The number of passing routes of the ball in A's hand after N passes. Where n ≥ 2. Then f(2) = 5P 1 = 5, that is, (ABA

Automatic circuit analyzer

Automatic data acquisition (automatic data acquisition)

Atomic energy administration

AFA)f(3) = 5P2 = 20, i.e. (ABCA)

ABDA

ABEA

ABFA·ACBA

ACDA

ACEA

ACFA·ADBA

ADCA

ADEA

ADFA·AEBA

AECA

AEDA

AEFA· afba

AFCA

AFDA

AFEA) f(4) There are two situations: situation 1: Add BA after the last two students in f(2).

Canada

Daily Allowance (daily allowance)

EA or FA. *** 5 f(2) species. Case 2: Add a classmate between the last two classmates in case f(3).

There are four possibilities.

*** 4 f(3) species. So f (4) = 5f (2)+4f (3) = 5 * 5+4 * 20 =105.

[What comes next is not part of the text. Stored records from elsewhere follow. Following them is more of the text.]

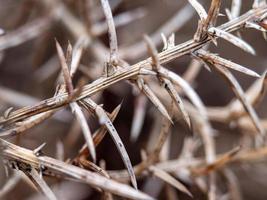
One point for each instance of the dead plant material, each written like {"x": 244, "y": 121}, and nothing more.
{"x": 104, "y": 67}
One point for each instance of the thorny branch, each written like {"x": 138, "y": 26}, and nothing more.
{"x": 196, "y": 116}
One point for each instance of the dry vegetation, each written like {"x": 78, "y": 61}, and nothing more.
{"x": 159, "y": 116}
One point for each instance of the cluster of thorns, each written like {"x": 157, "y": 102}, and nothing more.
{"x": 142, "y": 75}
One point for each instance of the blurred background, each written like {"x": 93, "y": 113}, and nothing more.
{"x": 29, "y": 69}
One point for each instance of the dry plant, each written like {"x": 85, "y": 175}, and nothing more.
{"x": 93, "y": 63}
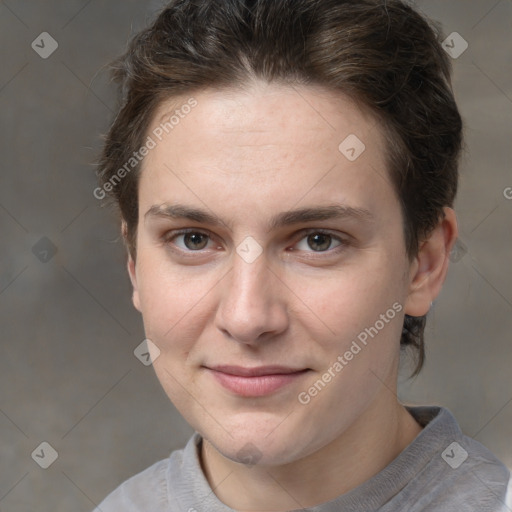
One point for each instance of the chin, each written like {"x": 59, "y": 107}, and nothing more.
{"x": 252, "y": 445}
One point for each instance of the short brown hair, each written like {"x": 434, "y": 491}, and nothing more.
{"x": 382, "y": 54}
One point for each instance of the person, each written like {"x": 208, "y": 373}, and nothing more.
{"x": 285, "y": 172}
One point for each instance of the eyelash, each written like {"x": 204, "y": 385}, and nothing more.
{"x": 301, "y": 235}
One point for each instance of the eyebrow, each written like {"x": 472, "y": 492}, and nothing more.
{"x": 297, "y": 216}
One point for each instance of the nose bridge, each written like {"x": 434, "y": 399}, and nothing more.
{"x": 250, "y": 303}
{"x": 250, "y": 283}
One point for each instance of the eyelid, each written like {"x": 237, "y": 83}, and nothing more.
{"x": 297, "y": 237}
{"x": 344, "y": 240}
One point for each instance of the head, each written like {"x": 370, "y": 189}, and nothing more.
{"x": 235, "y": 115}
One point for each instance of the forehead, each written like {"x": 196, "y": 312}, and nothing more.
{"x": 277, "y": 145}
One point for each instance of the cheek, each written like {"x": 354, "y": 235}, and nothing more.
{"x": 349, "y": 301}
{"x": 173, "y": 301}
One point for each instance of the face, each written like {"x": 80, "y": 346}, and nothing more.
{"x": 264, "y": 247}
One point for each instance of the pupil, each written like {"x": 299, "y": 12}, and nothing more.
{"x": 321, "y": 241}
{"x": 195, "y": 240}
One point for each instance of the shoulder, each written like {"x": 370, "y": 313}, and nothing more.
{"x": 146, "y": 490}
{"x": 461, "y": 474}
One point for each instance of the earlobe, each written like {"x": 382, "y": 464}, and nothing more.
{"x": 132, "y": 271}
{"x": 429, "y": 268}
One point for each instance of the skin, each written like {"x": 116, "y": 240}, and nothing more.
{"x": 247, "y": 155}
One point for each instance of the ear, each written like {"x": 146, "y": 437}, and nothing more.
{"x": 428, "y": 269}
{"x": 132, "y": 271}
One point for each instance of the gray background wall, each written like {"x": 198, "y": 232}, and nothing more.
{"x": 68, "y": 375}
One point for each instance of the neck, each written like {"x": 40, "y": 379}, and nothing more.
{"x": 377, "y": 437}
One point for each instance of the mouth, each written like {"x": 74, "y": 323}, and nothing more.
{"x": 257, "y": 381}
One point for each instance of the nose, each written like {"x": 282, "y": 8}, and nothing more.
{"x": 252, "y": 306}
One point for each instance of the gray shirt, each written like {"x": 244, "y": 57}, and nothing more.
{"x": 441, "y": 470}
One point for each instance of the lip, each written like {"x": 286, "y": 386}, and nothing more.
{"x": 258, "y": 381}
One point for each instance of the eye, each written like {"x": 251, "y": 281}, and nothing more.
{"x": 319, "y": 241}
{"x": 188, "y": 240}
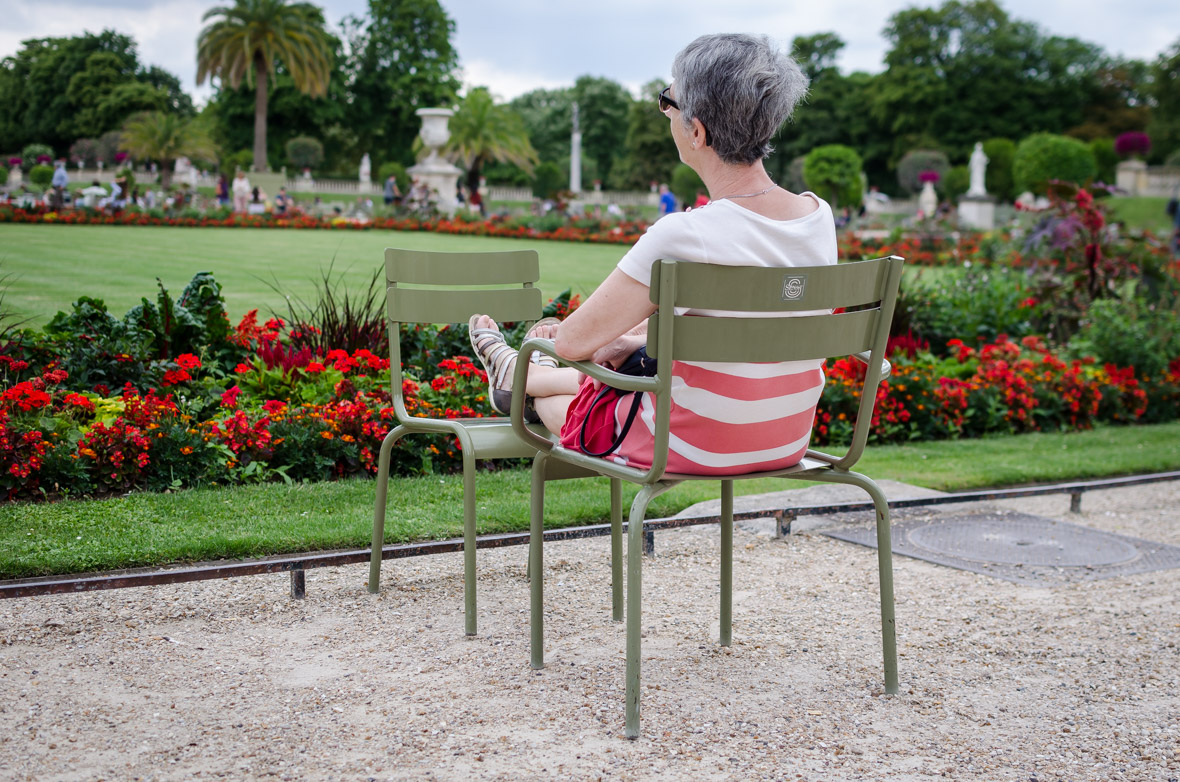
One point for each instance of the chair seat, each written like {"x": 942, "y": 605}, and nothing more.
{"x": 495, "y": 439}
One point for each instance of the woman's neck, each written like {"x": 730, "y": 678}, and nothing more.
{"x": 725, "y": 181}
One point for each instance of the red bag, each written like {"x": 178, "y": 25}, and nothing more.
{"x": 594, "y": 415}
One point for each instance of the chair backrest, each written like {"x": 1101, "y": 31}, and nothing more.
{"x": 424, "y": 287}
{"x": 865, "y": 290}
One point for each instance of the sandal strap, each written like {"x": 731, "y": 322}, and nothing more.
{"x": 497, "y": 355}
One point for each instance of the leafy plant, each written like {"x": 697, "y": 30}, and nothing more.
{"x": 338, "y": 317}
{"x": 1042, "y": 158}
{"x": 40, "y": 176}
{"x": 305, "y": 152}
{"x": 916, "y": 162}
{"x": 834, "y": 172}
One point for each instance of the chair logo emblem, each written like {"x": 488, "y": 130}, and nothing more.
{"x": 793, "y": 287}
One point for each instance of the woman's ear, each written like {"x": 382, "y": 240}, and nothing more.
{"x": 700, "y": 133}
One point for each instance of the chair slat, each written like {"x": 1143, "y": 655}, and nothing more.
{"x": 767, "y": 290}
{"x": 423, "y": 268}
{"x": 772, "y": 339}
{"x": 418, "y": 306}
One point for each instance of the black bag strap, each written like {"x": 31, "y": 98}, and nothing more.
{"x": 636, "y": 398}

F (5) = 5f (3)+4f (4) = 5 * 20+4 *105 = 520 * * * There are 520 passing routes. For similar topics, please refer to the free classics of the first generation of mathematicians:. Qid = 7010110501309 here shows another highly abstract analytical thinking.

Think carefully.

1 time = 5C 1 time, 4C 1 time, or 1C 1 time, the second transmission shall not be made from the hand of a. If it is in A's hand for the third time, it will come out of A's hand for the fourth time. If it is in A's hand for the fifth time, it will be in A's hand.

Then 4c 1 and 1c 1 If the third time is not in A's hands, then the fourth time and the fifth time are not in A's hands, only in A's hands.

Then 3c 1 and 1c 1 * * have a passing route = 5c1* [4c1* 3c1*1*. = 5(4*3* 1+ 1*4* 1) = 5( 12+4) = 80?